Si le Quai d’Orsay s’est, il y a quelques jours, dit préoccupé par la violence post-électorale, il faut signaler que de nombreuses voix, tant du côté des partis (EELV, Parti de gauche) que dans la presse et l’opinion publique, se sont élevées pour rappeler le président français à ses promesses.
A l’heure où la France soutient généreusement et courageusement le camp de la démocratie au Mali, elle ne peut plus apporter aide financière et appui militaire à un régime qui opprime son propre peuple depuis 36 longues années. La marge de manœuvre du dictateur est nulle et s’amenuise par rapport à la masse populaire et à ses adversaires politiques, mais il peut encore entendre la voix du peuple qu’il a lui-même sollicité. Sa marge de manœuvre me paraît plus large du côté de ses alliés occidentaux, notamment Paris et Washington, qui se préoccupent en premier lieu de leurs intérêts géostratégiques.
Manifestation de l’opposition rassemblée sous la bannière de l’Union pour le salut national (USN). © DR
Depuis son indépendance en 1977, Djibouti semble jouir d’une certaine « stabilité politique« . Mais, selon plusieurs organisations de défense des droits humains, elle existerait au prix d’une restriction des libertés publiques. Qu’en est-il exactement ?
Justement, la paix et la « stabilité » relatives sont à mettre au crédit de la population qui a fait preuve de beaucoup de maturité et de patience pour ne pas donner prise au harcèlement et au chantage permanent de la part des autorités. Ce chantage tient en une phrase que le dictateur nous a si souvent répété sur tous les tons : « Moi ou le déluge » !

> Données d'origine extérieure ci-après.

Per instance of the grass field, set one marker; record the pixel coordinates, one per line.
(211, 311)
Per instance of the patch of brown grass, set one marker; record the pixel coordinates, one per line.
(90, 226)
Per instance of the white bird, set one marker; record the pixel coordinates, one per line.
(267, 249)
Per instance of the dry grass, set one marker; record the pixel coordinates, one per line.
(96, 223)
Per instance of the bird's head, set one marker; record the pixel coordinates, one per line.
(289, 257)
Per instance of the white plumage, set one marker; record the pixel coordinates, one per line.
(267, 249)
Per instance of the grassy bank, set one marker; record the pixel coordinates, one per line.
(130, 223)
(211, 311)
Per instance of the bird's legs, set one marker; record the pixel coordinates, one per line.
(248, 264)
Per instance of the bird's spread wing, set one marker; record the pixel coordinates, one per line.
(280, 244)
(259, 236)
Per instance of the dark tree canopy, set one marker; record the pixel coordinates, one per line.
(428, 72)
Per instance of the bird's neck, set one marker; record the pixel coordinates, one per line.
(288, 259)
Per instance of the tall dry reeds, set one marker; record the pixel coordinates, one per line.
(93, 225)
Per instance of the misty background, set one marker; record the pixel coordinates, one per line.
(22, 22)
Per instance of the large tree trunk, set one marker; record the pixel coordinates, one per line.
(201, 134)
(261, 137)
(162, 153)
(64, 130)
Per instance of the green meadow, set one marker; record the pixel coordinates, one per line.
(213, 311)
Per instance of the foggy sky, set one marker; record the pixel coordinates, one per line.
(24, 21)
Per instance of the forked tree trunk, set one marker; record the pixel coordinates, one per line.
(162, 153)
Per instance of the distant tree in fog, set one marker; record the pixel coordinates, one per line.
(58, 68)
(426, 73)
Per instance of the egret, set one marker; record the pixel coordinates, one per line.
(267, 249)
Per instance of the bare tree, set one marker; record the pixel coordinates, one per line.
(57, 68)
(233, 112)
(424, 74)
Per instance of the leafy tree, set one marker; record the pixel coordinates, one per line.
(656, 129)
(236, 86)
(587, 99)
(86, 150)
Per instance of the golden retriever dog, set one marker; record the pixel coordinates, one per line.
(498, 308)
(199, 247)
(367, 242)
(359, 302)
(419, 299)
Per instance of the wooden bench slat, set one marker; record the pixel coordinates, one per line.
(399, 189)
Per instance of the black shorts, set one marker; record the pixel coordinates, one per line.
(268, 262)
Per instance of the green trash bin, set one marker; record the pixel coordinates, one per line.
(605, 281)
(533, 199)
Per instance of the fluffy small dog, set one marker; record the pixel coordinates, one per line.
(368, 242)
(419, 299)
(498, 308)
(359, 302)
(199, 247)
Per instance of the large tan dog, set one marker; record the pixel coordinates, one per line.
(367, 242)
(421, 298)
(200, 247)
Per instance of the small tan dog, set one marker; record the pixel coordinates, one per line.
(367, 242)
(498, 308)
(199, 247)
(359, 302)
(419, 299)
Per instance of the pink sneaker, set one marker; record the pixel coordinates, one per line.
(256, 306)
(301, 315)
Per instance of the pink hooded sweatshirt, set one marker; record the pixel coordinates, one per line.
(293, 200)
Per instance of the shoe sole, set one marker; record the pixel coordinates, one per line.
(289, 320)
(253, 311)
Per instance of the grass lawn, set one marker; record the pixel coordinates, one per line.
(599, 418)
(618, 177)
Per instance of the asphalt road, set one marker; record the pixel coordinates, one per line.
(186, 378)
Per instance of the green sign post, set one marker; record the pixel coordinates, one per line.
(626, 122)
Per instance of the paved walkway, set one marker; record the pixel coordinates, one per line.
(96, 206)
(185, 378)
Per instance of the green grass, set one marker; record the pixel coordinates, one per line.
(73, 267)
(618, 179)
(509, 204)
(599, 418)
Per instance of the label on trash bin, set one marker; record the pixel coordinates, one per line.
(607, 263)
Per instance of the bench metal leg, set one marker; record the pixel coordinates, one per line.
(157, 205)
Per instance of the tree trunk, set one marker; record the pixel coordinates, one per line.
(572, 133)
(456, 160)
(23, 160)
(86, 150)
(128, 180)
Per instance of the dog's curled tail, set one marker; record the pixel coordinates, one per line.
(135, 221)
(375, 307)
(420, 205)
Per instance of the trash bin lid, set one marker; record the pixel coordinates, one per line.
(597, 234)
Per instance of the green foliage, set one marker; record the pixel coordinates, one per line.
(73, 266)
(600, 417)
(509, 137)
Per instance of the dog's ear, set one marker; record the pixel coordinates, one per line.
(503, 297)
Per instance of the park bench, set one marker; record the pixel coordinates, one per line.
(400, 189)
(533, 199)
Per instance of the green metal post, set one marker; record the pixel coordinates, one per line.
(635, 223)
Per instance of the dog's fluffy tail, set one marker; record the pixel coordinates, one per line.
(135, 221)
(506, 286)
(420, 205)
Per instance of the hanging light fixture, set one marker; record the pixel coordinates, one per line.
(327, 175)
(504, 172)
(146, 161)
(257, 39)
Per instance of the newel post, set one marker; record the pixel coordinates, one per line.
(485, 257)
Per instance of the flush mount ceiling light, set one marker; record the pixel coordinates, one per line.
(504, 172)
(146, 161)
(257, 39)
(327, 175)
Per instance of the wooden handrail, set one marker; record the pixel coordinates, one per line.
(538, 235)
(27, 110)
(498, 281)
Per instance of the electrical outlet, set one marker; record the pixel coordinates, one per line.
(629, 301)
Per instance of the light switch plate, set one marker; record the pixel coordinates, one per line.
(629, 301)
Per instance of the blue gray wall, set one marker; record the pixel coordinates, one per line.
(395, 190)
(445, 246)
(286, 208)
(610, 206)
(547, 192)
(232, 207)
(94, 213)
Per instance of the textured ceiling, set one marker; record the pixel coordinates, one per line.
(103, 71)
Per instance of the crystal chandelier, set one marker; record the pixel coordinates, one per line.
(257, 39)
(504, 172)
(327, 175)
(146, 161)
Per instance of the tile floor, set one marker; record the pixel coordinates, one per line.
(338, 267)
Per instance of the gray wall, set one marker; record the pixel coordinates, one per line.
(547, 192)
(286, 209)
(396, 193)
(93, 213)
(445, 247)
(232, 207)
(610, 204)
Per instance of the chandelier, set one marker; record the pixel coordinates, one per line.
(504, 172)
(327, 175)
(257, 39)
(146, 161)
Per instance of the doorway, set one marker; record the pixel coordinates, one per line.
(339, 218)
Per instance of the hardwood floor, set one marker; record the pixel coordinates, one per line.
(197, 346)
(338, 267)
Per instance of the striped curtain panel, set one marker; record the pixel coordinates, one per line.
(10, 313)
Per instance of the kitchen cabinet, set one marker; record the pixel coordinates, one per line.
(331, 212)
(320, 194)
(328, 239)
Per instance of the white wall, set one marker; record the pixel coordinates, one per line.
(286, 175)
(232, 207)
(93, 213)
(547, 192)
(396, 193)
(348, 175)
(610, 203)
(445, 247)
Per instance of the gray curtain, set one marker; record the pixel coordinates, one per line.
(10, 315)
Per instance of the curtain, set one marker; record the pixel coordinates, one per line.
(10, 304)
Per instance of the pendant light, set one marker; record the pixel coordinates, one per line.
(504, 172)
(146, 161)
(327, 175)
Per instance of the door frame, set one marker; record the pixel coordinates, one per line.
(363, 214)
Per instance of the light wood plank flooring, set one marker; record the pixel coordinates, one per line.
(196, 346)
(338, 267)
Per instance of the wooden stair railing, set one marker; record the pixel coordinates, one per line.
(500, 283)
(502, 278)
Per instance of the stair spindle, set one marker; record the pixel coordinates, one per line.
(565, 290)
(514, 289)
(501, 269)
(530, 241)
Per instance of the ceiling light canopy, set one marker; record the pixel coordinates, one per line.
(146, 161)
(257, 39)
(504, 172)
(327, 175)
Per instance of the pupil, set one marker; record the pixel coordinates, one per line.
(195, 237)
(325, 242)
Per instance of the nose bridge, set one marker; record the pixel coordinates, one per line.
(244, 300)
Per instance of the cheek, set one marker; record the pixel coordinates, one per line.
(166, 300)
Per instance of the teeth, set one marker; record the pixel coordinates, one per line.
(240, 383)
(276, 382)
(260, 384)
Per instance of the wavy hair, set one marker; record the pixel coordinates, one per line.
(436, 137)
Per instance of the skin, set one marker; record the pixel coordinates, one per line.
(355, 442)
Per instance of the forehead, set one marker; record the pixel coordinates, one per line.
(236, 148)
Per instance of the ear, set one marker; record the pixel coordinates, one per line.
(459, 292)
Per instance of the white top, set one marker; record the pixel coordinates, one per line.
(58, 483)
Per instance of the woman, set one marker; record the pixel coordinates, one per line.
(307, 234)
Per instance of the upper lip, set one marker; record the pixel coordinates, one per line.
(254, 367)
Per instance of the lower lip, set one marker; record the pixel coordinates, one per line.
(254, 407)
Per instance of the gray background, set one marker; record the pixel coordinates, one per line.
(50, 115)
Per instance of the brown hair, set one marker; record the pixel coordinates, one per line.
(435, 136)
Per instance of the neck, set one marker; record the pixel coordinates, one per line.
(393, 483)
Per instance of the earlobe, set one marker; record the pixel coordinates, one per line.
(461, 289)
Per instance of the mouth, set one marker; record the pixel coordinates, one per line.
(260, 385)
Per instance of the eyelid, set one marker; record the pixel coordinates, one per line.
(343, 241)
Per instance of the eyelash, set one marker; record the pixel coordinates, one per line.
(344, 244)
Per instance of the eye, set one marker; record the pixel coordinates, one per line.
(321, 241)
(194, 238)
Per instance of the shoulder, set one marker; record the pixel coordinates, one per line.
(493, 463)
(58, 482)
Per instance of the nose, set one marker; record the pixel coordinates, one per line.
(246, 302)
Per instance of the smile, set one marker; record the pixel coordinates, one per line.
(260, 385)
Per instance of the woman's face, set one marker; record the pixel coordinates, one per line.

En matière de libertés publiques, il faut signaler que les partis légaux ne publient plus leur organe interne d’informations à cause du harcèlement et des menaces d’emprisonnement visant leurs proches parents. Système très pervers où on est responsable pour les autres ! Bien sûr, il ne faut pas éluder la guerre civile qui, d’après l’historien djiboutien Ali Coubba, aurait entraîné la mort de 3500 Djiboutiens.